Année : 771
Un peu plus de 3 ans après le Cell Game
- Tu reprends du café C17 ?
- Non, merci. On ne devrait pas y aller ?
- Oui. Je vais vite faire la vaisselle, et ensuite on part au point de rendez-vous.
Ruri se hâta de laver leurs tasses et de tout ranger dans le coffre de son pick up. Après plusieurs jours en solitaires, il était en effet temps de rejoindre le lieu de leur nouvelle mission.
Elle avait soumis C17 a plusieurs jours « d'entraînement intensif ». Se déplacer sans se faire repérer, être attentif au langage corporel des animaux, maîtriser les bases du tir à l'arc et de la survie… Ruri avait voulu lui donner en un laps de temps assez court le maximum de connaissances pour qu'il puisse l'épauler au mieux pour la suite.
En fait, alors qu'il était relativement indifférent au départ, l'intérêt que C17 portait aux animaux semblait grandir de jour en jour.
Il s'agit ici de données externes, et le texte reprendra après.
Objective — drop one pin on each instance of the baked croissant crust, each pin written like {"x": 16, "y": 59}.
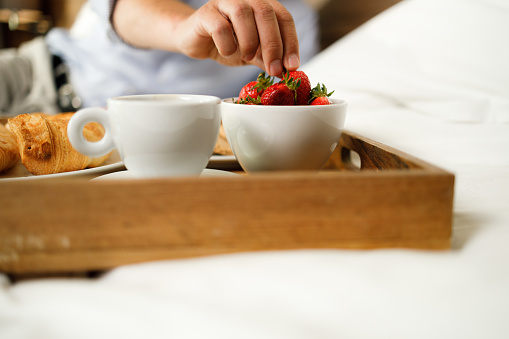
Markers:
{"x": 44, "y": 146}
{"x": 9, "y": 155}
{"x": 222, "y": 146}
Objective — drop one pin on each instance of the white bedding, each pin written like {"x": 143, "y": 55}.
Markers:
{"x": 451, "y": 110}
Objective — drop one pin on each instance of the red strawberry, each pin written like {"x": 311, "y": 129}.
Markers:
{"x": 249, "y": 90}
{"x": 278, "y": 94}
{"x": 319, "y": 95}
{"x": 304, "y": 90}
{"x": 254, "y": 89}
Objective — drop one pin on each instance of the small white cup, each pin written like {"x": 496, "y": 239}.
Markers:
{"x": 159, "y": 135}
{"x": 285, "y": 138}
Ruri l'avait constaté, il faisait preuve d'un réel souci de leur bien être. Et de ce qu'elle avait pu observer ces derniers jours, C17 était vraiment un élève sérieux et attentif quand le sujet l'intéressait. Il lui posait des questions, l'observait longuement, faisait et refaisait jusqu'à ce qu'il soit satisfait de lui. Il ne faisait plus « juste » que l'accompagner, il participait pleinement. Elle en était enchantée.
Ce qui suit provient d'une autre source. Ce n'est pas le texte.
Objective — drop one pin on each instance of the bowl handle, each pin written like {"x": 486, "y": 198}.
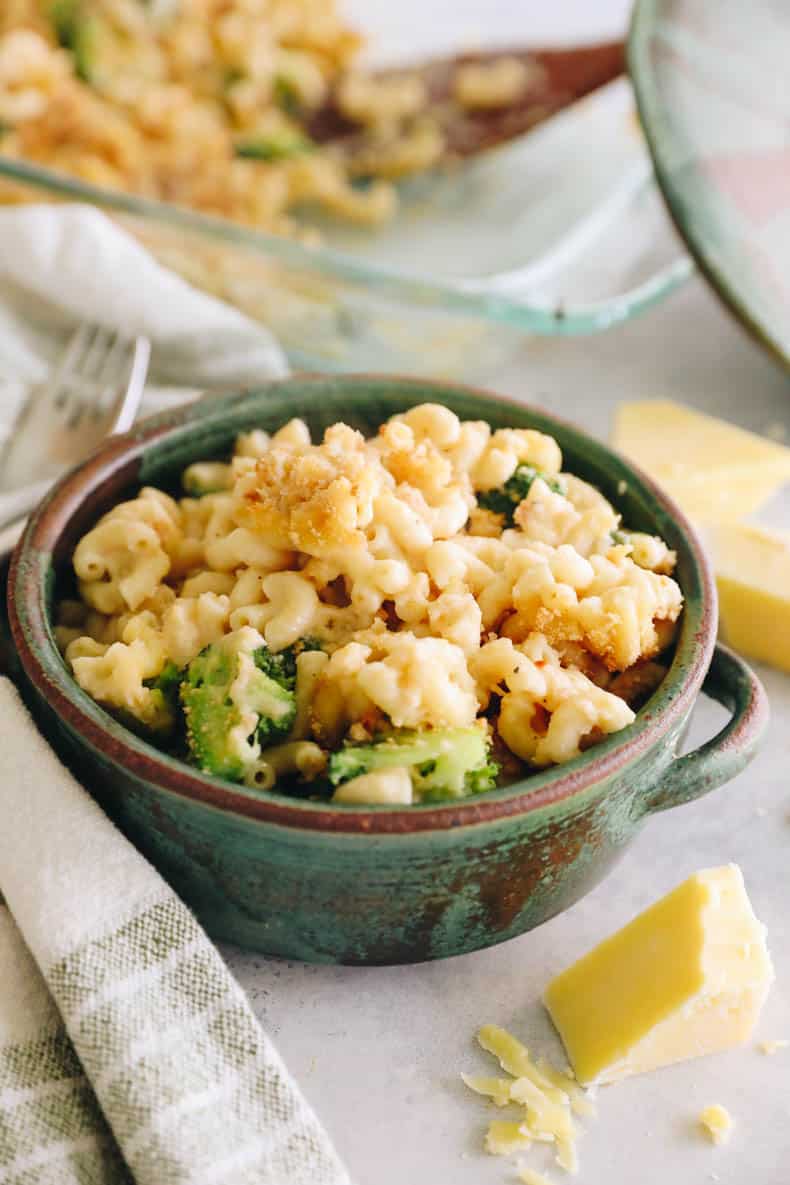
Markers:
{"x": 732, "y": 683}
Le fait de camper pendant quelques jours était également quelque chose de complètement différent par rapport aux semaines précédentes. En effet, pendant les premiers jours du voyage, Ruri s'était mise assez logiquement à dormir sur la banquette arrière pendant que C17, qui lui ne dormait jamais, conduisait toute la nuit. De sorte qu'en fait ils avaient passé la plupart de leur temps sur la route.
Mais être cette fois arrêtés au même endroit n'avait plus rien à voir.
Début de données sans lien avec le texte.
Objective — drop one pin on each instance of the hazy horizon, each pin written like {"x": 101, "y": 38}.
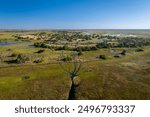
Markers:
{"x": 74, "y": 14}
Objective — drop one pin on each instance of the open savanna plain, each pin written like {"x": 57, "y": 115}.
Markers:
{"x": 28, "y": 71}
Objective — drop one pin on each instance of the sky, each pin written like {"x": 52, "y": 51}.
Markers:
{"x": 74, "y": 14}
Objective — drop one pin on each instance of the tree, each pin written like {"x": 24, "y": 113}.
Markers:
{"x": 72, "y": 72}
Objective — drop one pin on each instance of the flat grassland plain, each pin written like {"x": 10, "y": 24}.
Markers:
{"x": 115, "y": 64}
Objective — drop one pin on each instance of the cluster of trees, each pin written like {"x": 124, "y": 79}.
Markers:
{"x": 69, "y": 36}
{"x": 65, "y": 47}
{"x": 128, "y": 42}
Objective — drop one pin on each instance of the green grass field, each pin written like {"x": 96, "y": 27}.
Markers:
{"x": 127, "y": 77}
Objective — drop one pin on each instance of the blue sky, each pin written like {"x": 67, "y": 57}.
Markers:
{"x": 74, "y": 14}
Ils s'étaient aménagés un réel espace de vie, préparaient des repas, certes simples, mais cela changeait beaucoup de choses dans leurs relations. C17 aimait par exemple beaucoup le café, et tous les deux avaient donc commencé à en boire ensemble au petit déjeuner, côte à côte, en discutant. Une certaine intimité s'installait progressivement entre eux. Par exemple, alors que jusqu'à présent ils avaient utilisé des hôtels ou des stations services pour se laver, cette fois ils utilisaient la rivière. Bien sûr, ils y allaient chacun leur tour, mais Ruri avait remarqué que quand elle y allait, C17 ne s'éloignait pas, il restait non loin d'elle. Pas du tout pour la regarder, il n'avait absolument jamais eu le moindre comportement déplacé. Mais il restait proche, comme pour s'assurer que rien de mal ne lui arrivait.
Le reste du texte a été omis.